Astronomers working with the James Webb Telescope (JWST), have published a spectacular new image. It shows the dwarf galaxy NGC 4449.

Galaxy NGC 4449. Source: ESA/Webb, NASA & CSA, A. Adamo (Stockholm University) and the FEAST JWST team

NGC 4449, also known as Caldwell 21, is located 12.5 million light-years away from the Milky Way toward the constellation Canes Venatici. It is part of the M94 group of galaxies, which is located near the Local Group, where our Milky Way is located.

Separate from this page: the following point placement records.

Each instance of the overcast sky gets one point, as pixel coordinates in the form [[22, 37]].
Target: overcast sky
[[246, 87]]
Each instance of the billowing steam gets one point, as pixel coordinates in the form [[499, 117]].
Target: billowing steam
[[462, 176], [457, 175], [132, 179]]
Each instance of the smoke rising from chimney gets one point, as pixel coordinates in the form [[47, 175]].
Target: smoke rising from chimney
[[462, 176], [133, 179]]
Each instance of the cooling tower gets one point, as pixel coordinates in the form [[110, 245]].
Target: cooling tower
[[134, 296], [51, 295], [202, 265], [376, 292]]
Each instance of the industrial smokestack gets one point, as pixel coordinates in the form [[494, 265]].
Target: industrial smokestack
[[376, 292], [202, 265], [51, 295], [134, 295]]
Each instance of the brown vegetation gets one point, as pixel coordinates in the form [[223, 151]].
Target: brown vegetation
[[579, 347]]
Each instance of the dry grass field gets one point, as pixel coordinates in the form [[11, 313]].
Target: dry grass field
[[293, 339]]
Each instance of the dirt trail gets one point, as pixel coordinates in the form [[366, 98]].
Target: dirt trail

The image was obtained by combining near- and mid-infrared images. They allowed to reveal a number of features of the galaxies’ structure.  The bright bluish spots show countless individual stars, while the bright yellow regions correspond to so-called stellar maternity houses where new luminaries are actively forming. The bright red regions are hydrogen-rich areas ionized by radiation from newborn stars.

According to the researchers, the galaxy photographed by JWST has been forming stars for several billion years. But now it is experiencing a real burst of star formation and is giving birth to new luminaries at a much higher rate than in the past.  At the current rate, it will have enough gas reserves for about another billion years.

In general, star formation outbursts occur in the central regions of galaxies. But NGC 4449 shows a much wider range. New stars appear not only in the core, but also in the streams surrounding it.  Most likely, such activity is caused by interaction with neighbors. Scientists believe that recently NGC 4449 absorbed a smaller galaxy. In this way, it resembles the very first galaxies in the Universe, which grew rapidly in a similar fashion.  Because NGC 4449 is close enough to observe it in great detail, it is an ideal laboratory for astronomers studying what may have happened during the time shortly after the Big Bang.

Recall that recently James Webb broke its own record and photographed the most distant galaxy in the Universe.